Berthold Hedwig, University of Cambridge, Cambridge

Behavioural and neuronal dissection of an auditory pattern recognition network

The acoustic behaviour of field crickets and the “simple” organisation of their central nervous system offer the chance to analyse the neuronal basis of the underlying pattern recognition mechanism and to decipher one of the brain’s codes for sensory processing.

Male crickets attract females by stereotypical calling songs. The tuning of the female phonotactic behaviour in response to different temporal patterns can be characterised with trackball experiments. As tethered female crickets walk and orient towards different auditory patterns they reveal the tuning of their behaviour. By manipulating the duration of individual sound pulses or intervals details of the phonotaxis response can be linked to the underlying neural mechanism.

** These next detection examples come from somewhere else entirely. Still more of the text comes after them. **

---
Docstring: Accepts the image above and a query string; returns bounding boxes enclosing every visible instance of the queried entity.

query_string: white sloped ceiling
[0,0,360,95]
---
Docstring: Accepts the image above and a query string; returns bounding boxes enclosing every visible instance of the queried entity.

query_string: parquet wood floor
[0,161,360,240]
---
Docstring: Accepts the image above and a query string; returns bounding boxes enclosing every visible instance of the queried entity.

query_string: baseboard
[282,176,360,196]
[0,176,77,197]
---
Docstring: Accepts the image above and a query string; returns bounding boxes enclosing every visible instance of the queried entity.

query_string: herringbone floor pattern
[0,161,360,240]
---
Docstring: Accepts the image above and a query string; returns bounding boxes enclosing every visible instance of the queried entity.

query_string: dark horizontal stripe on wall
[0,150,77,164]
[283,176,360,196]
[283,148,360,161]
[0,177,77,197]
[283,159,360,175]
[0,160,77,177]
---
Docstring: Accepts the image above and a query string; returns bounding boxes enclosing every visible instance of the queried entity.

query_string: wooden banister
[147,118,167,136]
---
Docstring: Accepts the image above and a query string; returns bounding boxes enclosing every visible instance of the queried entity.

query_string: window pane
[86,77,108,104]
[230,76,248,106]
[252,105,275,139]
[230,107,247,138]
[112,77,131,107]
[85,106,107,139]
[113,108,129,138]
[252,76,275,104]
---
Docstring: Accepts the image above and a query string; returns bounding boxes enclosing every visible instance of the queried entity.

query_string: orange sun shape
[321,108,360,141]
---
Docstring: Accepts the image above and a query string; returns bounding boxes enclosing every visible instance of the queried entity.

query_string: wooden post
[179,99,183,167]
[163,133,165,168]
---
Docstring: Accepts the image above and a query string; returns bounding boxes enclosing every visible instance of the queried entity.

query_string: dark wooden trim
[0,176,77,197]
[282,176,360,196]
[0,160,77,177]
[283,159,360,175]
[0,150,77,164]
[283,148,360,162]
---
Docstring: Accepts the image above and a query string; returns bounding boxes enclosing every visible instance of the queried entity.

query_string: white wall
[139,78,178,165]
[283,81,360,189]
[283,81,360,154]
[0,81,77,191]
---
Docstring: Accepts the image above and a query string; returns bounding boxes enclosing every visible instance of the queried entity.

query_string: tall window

How is the pattern recognition process organised in the central nervous system? Analysing the response properties of auditory brain neurons supports the concept of a delay-line and coincidence-detector network. Crucial for this mechanism is the activity of a non-spiking brain neuron that generates a post-inhibitory rebound with a delay matching the species-specific pulse interval. Evidence based on response latencies and synaptic activity indicates that the postinhibitory rebound boosts the activity of the coincidence detector neuron, when two pulses with the species-specific pulse interval occur. In this way a circuit of auditory brain neurons is tuned to the temporal characteristics of the male’s calling song.

Behavioural evidence further demonstrates that the temporal tuning of phonotactic behaviour is modulated by the pattern recognition process in a way that is not yet understood. Imaging experiments from auditory brain neurons may help to solve the puzzle.